Richard J. Navin (1934–2006) was a professor in the Art Department of various universities and was also an artist. He worked out of his art studio in Long Island City creating sculptures and creating translucent pieces. He is most famous for his sculpture, the Mycenae Circle which was on display at the Guggenheim Museum in New York City. He was well known for developing computer art programs to educate inner city children in Brooklyn.

==Early career==
Richard J. Navin was born and raised in Chicago, Illinois. He attended college at Notre Dame and also graduated with an M.F.A in Design. At age 30 he moved from Chicago to New York City where he became a faculty member at St. John's University for 2 years, before moving to Brooklyn College. At Brooklyn College he received a tenured position in the Art Department where he remained a faculty member for over 30 years. He also lived in Kuesnacht, Zurich, for many years where he studied Jungian psychology and became a proponent of the Bauhaus theory of minimalist art design.

==Art career==
In the 1970s Navin opened an art studio in Long Island City where he spent most of his time creating sculptures and pioneered the use of resins and lights to create translucent sculpture pieces. He is most famous for his sculpture, the Myceanae Circle which was on display at the Guggenheim Museum in New York City, on the first floor along with a number of additional sculptures. He published a book on his sculpture work which featured many photographs of the Myceanae Circle and his other pieces. Navin also exhibited his sculptures at the Whitney Museum, United Nations and many hospitals in the Greater New York area.

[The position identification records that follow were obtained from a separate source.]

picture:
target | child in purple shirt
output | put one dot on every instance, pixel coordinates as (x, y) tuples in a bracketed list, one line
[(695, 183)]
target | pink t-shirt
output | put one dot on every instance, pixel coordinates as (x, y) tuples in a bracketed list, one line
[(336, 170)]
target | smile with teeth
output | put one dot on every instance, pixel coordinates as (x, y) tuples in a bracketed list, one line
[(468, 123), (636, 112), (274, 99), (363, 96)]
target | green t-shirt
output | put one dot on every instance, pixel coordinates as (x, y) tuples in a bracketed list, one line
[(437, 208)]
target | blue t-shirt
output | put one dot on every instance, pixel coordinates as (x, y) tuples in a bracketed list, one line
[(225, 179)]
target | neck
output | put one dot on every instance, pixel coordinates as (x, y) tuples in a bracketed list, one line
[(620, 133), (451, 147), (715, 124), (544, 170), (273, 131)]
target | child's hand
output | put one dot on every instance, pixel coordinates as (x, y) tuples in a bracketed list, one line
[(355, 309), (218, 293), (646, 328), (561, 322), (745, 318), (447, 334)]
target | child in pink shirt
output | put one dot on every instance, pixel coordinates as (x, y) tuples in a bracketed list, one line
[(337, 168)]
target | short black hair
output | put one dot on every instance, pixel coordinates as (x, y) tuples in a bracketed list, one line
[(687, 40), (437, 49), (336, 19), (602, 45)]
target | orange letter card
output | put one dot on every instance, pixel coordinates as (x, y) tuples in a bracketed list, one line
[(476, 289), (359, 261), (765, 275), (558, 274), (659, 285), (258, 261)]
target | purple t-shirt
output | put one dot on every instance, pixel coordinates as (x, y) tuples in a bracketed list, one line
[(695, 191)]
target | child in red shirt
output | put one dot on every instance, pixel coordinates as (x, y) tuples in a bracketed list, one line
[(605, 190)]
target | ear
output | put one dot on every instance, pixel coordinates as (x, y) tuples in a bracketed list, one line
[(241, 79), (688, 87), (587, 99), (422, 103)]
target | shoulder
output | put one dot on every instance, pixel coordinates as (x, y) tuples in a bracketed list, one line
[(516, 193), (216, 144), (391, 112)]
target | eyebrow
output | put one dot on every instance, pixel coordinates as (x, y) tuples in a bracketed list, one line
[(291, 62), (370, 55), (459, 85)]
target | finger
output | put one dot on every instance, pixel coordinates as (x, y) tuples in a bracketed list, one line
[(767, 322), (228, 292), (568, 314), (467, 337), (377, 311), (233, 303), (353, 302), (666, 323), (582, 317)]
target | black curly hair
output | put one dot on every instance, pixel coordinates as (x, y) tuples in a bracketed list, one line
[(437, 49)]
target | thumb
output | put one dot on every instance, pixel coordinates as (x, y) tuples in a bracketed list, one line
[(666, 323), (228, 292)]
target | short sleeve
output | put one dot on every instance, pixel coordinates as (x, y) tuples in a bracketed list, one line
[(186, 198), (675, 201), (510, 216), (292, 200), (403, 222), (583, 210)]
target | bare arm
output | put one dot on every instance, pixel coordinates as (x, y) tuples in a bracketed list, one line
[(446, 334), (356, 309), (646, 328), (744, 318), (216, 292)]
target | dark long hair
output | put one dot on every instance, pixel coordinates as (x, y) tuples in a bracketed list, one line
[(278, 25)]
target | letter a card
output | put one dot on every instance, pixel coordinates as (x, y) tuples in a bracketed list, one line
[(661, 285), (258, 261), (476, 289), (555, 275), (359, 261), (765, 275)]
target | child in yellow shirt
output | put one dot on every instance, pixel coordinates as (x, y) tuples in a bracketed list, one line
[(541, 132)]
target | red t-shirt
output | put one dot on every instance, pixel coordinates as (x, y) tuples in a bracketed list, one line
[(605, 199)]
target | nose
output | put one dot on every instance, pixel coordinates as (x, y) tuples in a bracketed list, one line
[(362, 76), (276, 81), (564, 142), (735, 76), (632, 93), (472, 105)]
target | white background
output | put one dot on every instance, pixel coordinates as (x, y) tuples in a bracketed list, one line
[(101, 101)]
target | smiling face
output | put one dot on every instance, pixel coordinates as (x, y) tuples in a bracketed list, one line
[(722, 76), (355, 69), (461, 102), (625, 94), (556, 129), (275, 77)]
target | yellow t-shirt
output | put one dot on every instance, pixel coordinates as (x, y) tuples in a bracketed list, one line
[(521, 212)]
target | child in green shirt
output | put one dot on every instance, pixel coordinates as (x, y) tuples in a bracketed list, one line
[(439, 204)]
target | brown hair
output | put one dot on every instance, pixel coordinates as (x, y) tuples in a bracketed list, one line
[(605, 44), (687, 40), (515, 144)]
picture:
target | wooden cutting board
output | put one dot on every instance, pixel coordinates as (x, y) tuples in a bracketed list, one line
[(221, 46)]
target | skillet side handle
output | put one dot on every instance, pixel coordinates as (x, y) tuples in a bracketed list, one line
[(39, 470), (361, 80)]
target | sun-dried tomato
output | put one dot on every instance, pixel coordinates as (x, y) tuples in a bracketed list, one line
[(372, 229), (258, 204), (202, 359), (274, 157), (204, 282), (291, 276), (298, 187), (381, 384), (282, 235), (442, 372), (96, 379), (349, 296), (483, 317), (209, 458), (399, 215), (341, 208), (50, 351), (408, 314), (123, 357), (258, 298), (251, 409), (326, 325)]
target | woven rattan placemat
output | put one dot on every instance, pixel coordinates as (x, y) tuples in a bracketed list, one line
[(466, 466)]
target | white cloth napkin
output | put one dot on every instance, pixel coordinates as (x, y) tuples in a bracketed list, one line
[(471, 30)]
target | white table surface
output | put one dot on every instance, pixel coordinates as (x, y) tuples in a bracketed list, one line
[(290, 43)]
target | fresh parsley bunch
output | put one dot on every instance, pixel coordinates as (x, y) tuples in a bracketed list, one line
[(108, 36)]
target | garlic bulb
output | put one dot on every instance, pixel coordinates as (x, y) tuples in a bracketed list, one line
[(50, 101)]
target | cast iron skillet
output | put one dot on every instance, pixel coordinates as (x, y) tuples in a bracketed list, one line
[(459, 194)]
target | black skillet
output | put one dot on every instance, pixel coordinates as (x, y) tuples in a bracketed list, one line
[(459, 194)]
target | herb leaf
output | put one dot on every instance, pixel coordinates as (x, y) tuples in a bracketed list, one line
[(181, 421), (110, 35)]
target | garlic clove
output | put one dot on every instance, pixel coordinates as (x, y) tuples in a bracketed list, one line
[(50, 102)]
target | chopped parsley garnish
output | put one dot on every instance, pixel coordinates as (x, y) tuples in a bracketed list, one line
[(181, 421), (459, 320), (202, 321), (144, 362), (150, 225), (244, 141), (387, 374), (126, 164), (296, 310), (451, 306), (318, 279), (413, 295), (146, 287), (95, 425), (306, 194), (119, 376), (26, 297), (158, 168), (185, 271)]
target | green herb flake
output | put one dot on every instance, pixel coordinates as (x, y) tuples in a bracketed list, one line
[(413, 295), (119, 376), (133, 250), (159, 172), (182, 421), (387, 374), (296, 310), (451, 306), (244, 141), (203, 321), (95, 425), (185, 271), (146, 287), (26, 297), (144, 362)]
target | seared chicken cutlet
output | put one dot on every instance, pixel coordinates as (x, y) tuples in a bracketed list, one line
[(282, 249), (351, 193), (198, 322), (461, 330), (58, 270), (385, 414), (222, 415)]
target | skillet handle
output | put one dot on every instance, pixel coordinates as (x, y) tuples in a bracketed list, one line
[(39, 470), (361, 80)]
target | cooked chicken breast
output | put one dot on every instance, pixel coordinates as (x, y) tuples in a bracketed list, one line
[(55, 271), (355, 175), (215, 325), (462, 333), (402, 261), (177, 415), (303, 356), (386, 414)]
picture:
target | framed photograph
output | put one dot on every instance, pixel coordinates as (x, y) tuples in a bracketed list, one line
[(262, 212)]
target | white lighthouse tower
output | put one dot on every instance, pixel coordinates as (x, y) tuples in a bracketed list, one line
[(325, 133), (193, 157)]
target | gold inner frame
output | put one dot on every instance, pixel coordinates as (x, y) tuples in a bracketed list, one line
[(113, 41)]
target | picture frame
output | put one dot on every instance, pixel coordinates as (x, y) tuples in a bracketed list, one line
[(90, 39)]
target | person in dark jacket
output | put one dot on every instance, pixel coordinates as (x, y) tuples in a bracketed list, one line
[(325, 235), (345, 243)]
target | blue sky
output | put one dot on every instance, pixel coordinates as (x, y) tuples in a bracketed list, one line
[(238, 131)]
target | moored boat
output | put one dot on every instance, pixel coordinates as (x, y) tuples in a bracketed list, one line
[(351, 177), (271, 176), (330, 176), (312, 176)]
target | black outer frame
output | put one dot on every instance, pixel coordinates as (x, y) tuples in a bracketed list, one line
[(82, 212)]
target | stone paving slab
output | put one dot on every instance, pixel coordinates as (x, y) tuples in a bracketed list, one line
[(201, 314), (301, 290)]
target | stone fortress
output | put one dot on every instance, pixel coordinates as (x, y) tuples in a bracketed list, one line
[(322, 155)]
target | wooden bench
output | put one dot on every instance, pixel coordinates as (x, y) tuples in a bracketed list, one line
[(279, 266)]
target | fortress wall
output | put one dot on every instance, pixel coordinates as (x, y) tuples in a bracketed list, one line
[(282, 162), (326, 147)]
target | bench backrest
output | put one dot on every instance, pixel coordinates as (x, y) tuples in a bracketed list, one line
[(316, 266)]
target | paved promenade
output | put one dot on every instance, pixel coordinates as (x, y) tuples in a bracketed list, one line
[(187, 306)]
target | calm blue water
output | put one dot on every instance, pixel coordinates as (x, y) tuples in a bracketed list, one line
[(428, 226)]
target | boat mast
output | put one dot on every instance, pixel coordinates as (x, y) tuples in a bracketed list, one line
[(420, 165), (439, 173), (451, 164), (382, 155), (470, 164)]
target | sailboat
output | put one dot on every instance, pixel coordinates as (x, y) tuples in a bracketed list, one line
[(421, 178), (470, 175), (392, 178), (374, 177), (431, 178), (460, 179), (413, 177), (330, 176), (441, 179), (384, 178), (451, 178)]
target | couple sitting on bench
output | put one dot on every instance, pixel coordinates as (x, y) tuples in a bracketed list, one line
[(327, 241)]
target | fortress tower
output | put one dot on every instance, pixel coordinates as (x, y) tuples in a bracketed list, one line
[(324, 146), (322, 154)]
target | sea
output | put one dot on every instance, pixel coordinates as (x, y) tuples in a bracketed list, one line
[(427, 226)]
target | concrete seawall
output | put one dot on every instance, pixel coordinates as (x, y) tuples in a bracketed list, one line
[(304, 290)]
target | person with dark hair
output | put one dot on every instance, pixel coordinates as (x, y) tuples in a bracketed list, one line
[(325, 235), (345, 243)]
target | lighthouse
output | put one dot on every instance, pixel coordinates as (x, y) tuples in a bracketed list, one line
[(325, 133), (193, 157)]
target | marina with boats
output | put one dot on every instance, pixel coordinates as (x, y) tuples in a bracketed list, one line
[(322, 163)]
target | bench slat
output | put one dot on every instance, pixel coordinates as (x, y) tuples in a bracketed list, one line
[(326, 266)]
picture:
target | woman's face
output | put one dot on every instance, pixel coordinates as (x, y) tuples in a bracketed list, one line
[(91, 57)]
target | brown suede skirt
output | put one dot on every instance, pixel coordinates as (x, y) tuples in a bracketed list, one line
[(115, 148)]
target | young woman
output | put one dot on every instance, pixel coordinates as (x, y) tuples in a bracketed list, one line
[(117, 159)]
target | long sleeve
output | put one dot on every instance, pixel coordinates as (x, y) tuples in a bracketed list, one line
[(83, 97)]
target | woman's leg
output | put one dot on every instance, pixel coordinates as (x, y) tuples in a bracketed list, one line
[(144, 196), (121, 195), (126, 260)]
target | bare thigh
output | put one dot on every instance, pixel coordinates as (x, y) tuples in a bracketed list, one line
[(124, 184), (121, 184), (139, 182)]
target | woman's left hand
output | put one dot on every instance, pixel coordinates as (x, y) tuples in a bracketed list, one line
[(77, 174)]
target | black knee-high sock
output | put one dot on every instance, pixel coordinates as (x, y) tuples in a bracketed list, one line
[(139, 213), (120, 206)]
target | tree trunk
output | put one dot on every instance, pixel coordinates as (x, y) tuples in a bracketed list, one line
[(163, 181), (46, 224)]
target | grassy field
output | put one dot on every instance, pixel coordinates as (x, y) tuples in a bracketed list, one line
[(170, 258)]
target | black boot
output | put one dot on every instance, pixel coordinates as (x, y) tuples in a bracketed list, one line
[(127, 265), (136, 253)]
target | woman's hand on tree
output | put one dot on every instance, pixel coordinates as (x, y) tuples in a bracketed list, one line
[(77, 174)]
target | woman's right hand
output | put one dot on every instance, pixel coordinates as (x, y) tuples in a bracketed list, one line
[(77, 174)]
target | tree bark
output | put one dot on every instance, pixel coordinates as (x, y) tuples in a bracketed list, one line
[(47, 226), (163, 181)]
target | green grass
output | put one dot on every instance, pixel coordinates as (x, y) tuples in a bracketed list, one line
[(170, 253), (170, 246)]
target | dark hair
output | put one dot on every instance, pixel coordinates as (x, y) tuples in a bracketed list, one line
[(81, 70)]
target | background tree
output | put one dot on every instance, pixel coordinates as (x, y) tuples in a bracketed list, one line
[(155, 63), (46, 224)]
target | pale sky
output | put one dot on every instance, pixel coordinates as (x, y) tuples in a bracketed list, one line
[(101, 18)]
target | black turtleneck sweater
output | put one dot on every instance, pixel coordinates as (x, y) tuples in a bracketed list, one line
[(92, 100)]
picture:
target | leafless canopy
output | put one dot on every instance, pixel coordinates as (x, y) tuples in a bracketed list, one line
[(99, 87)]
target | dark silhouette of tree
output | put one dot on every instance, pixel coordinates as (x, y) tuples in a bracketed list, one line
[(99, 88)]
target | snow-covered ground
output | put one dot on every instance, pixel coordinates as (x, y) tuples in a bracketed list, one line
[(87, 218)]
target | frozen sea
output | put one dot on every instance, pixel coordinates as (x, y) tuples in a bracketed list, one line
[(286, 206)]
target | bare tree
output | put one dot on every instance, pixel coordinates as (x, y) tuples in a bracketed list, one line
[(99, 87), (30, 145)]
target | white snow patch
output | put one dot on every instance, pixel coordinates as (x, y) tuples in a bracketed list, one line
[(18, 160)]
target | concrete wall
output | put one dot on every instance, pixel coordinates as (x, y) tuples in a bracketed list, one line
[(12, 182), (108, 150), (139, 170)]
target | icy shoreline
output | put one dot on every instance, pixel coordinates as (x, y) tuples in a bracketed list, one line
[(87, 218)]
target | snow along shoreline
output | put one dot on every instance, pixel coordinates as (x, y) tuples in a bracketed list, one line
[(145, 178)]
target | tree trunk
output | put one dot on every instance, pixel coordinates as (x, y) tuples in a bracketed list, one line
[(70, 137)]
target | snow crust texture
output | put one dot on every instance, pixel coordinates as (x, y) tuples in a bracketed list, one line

==Grants, awards and mentoring==
Richard received many grants and awards for pioneering the use of computers in artwork and design. He set up the Digital Media Center, which was a computer lab that gave students of Brooklyn College access to high-end equipment and software to construct 3D imaging and video projects. Navin was well known for developing computer art programs to educate inner city children in Brooklyn. He frequently presented his work at the international computer meetings SIGGRAPH and Macworld, where he often gave lectures on education. He mentored many graduate students at Brooklyn College and was well known for his love of academia and education.